The current Information Technology job market requires specialists, advisors and researchers with technical training in the field who are capable of working in a competitive international field.
The goal of the doctorate programme is to train scientists with solid expertise as researchers and specialists to work both in the academic field and in the IT sector.
A short overview of some career possibilities for specialists with a Doctorate in Computer Science follows below:
- University Researcher/Professor: Understanding of scientific topics, both in theory and practice, as well as the ability to find independent ideas and solutions for scientific problems are critical to this job description.
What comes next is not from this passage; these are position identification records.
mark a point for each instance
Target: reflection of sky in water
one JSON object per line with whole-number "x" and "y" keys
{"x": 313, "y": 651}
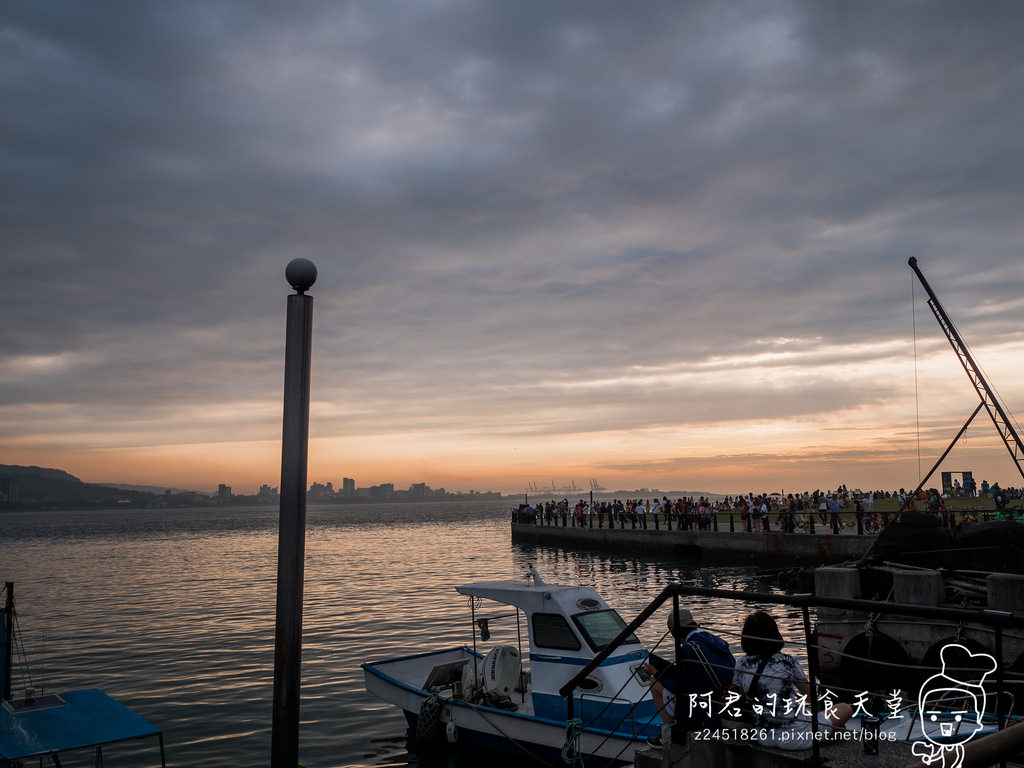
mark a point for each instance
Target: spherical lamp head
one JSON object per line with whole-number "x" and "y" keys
{"x": 300, "y": 273}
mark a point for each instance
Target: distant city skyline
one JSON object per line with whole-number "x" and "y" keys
{"x": 662, "y": 245}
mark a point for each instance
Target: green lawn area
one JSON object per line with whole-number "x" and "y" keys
{"x": 954, "y": 504}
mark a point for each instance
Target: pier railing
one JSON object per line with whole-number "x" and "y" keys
{"x": 996, "y": 620}
{"x": 734, "y": 520}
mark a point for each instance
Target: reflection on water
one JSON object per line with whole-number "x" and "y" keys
{"x": 172, "y": 612}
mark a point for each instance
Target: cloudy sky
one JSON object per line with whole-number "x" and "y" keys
{"x": 656, "y": 244}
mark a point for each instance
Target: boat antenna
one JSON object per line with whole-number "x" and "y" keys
{"x": 916, "y": 395}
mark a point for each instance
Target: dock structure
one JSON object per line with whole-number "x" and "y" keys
{"x": 730, "y": 754}
{"x": 772, "y": 548}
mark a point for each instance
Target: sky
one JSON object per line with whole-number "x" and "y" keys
{"x": 656, "y": 244}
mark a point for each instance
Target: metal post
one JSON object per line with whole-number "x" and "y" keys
{"x": 812, "y": 675}
{"x": 8, "y": 639}
{"x": 301, "y": 273}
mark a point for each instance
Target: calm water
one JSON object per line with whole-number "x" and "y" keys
{"x": 172, "y": 612}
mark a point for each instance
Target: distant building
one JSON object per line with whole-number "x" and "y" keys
{"x": 321, "y": 492}
{"x": 347, "y": 487}
{"x": 384, "y": 491}
{"x": 8, "y": 489}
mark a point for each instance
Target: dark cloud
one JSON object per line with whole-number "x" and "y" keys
{"x": 498, "y": 198}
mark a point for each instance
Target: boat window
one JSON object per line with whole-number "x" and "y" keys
{"x": 601, "y": 627}
{"x": 552, "y": 631}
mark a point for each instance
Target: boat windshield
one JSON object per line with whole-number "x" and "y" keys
{"x": 601, "y": 627}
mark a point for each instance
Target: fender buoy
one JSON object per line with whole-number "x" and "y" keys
{"x": 426, "y": 725}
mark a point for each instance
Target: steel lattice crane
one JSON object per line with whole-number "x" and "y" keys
{"x": 989, "y": 401}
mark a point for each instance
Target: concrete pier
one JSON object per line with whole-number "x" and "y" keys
{"x": 773, "y": 548}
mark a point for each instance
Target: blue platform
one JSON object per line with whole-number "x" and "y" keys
{"x": 89, "y": 718}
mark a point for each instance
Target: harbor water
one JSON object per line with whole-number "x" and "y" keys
{"x": 172, "y": 611}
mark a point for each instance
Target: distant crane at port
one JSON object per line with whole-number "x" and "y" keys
{"x": 1004, "y": 425}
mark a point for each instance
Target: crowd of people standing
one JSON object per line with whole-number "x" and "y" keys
{"x": 755, "y": 511}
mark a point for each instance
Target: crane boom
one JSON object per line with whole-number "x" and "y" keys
{"x": 988, "y": 399}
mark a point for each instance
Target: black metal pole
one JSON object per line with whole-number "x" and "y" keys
{"x": 301, "y": 273}
{"x": 8, "y": 648}
{"x": 812, "y": 675}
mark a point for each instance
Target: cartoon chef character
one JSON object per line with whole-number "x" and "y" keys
{"x": 950, "y": 708}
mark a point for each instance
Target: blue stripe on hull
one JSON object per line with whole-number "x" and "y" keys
{"x": 548, "y": 755}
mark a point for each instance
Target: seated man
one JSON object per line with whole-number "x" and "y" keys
{"x": 706, "y": 667}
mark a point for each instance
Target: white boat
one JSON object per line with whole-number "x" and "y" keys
{"x": 505, "y": 698}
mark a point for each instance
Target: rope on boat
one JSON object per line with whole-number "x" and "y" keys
{"x": 483, "y": 716}
{"x": 570, "y": 750}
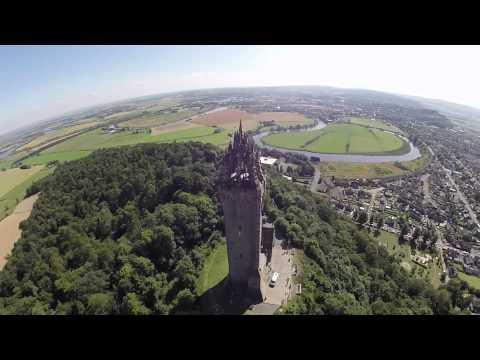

The capacity of scientific communication, both written and verbal, is fundamental for high quality instruction and effective dissemination of research findings. In addition, a Doctor of Computer Science must take on a responsibility for the organisation of research projects in the field, for activity planning and coordination of work by students and researchers.
- Researcher in the IT Sector: A Doctor of Computer Science, as in an academic setting, will find high demand for his or her technical knowledge and expertise in scientific research, communication and the organisation of research work.
- Business Consultant, particularly in the IT Sector: In this field, the Doctor of Computer Science makes use of his or her training in problem solving, even in fields outside the purely technical ones. The Doctor of Computer Science plays a crucial role in finding means to solve problems in areas lacking structure. In such cases, a problem-solving approach must be developed for each individual case, relying on advanced modelling techniques.
- Management in the IT Sector: As an industrial manager, the Doctor of Computer Science performs complex tasks in project activity in the field of IT consultation. In addition to management qualities, technical expertise is necessary in order to guide decision-making in the proper direction and to solve problems in various areas.
- Entrepreneur in the IT Sector: In this field, the Doctor of Computer Science uses his or her ability to work independently, as well as to co-ordinate and manage others’ work. Comprehensive technical expertise in data processing provides inestimable advantages over the competition.